Curiosamente, estes dois setores de atividade apresentam níveis opostos no que toca ao uso de redes sociais para fins comerciais. O setor do retalho é o melhor pontuado (4.67 pts) e o da distribuição é aquele com mais baixa pontuação (1.33 pts). Será apenas coincidência?

 

Saúde e Farmácia: o melhor índice de visão digital

 

A complementaridade destes dois setores mostra uma nova forma de olhar para o seu modelo de negócio e novos mindsets decorrentes do desenvolvimento tecnológico por parte dos seus administradores.

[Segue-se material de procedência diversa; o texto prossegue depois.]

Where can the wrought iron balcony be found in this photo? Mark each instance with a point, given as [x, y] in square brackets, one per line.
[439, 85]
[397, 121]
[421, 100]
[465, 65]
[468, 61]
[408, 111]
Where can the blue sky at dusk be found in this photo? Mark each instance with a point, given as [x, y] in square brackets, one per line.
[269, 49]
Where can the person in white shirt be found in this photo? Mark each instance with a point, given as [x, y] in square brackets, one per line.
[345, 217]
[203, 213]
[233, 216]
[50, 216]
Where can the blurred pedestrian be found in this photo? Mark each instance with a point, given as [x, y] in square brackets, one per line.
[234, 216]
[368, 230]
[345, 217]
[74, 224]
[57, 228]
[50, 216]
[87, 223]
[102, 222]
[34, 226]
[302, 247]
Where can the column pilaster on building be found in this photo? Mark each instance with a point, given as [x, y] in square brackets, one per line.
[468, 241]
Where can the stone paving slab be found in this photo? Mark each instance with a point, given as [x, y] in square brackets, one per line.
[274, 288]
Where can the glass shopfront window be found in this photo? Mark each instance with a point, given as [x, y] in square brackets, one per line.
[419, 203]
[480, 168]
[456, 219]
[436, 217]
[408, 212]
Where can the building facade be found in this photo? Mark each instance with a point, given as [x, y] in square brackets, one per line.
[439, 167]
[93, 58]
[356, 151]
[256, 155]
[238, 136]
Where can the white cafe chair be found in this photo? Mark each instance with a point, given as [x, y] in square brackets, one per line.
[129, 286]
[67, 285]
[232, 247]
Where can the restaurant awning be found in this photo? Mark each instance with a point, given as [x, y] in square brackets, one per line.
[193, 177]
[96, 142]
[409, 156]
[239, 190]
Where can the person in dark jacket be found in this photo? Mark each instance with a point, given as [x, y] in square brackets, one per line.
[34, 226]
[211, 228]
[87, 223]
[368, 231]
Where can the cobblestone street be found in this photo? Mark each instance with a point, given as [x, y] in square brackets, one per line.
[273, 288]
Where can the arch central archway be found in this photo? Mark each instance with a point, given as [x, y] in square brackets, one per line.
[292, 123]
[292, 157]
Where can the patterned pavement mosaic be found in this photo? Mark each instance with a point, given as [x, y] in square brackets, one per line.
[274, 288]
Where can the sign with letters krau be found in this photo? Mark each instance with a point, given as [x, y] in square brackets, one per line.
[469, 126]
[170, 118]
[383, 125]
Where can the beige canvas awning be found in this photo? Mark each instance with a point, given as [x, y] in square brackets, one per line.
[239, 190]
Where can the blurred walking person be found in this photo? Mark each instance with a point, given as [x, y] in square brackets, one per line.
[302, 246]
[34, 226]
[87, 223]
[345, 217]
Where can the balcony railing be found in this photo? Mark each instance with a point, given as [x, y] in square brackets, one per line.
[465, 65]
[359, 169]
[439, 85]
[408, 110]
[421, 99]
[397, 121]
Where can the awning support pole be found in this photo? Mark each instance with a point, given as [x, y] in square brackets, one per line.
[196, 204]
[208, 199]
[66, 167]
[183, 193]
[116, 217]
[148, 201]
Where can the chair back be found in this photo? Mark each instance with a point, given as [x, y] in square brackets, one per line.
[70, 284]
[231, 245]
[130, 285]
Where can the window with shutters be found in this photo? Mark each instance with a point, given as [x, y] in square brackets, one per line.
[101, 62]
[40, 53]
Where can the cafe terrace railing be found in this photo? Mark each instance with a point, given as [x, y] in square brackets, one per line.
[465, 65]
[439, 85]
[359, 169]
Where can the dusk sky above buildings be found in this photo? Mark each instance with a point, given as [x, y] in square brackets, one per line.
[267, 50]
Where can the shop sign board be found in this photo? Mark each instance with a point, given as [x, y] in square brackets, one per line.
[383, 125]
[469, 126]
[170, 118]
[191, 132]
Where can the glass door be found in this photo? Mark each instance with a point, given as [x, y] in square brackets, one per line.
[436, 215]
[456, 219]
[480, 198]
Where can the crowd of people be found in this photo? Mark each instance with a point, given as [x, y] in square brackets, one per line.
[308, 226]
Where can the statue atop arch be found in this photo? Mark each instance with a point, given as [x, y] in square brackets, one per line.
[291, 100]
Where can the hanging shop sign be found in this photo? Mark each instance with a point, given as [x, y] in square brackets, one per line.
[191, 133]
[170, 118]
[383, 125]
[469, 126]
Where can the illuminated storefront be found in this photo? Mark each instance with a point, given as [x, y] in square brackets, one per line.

Mudança de comportamento é o lema.

Esta mudança decorre devido aos consumidores terem alterado significativamente o seu comportamento perante a saúde nos últimos anos pelo que têm provocado a mudança do setor por inteiro.

Voltando ao estudo “Transformação Digital no Negócio”, os líderes dos setores  da saúde e farmácia adiantam-se face aos de outros no que respeita ao acompanhamento e melhoria contínua das estratégias digitais implementadas, o que manifesta uma profunda preocupação no desenvolvimento de estratégias digitais.

Aliado a isso, estes setores caracterizam-se pelo elevado grau de importância dado a ferramentas mobile, mais concretamente a existência de APP’s. O que naturalmente direciona a revolução dos dispositivos móveis como uma peça chave para a contribuição na prevenção de problemas de saúde. A partilha de informação de forma segura serve de complemento aos modelos tradicionais da saúde e torna um assunto mais apelativo e à distância de um clique.

Citando o estudo, “estes setores são os melhores classificados relativamente à melhoria contínua da estratégia de transformação digital, com uma pontuação de 4,66 pontos” sendo que a importância dada à utilização de “Health Apps” vale a distinção de setor com melhor média.

 

O papel dos líderes na transformação digital no negócio

 

A evolução tecnológica lançou o mote para as empresas se tornarem mais digitais. O uso de determinadas ferramentas tornou possível a inovação, o crescimento, a competitividade e a melhoria integrada nos negócios.

Mas não só.

Paralelamente, estão as competências de quem tem um poder de decisão elevado e que atua de forma a que o negócio evolua para um patamar ativo de desenvolvimento digital.

Na perspetiva dos executivos portugueses, é importante olhar para estes recursos como uma oportunidade de usar a tecnologia como ponto de partida para inovar em todas variantes dos seus negócios.

E na sua empresa? Qual é o seu papel na transformação digital no seu negócio?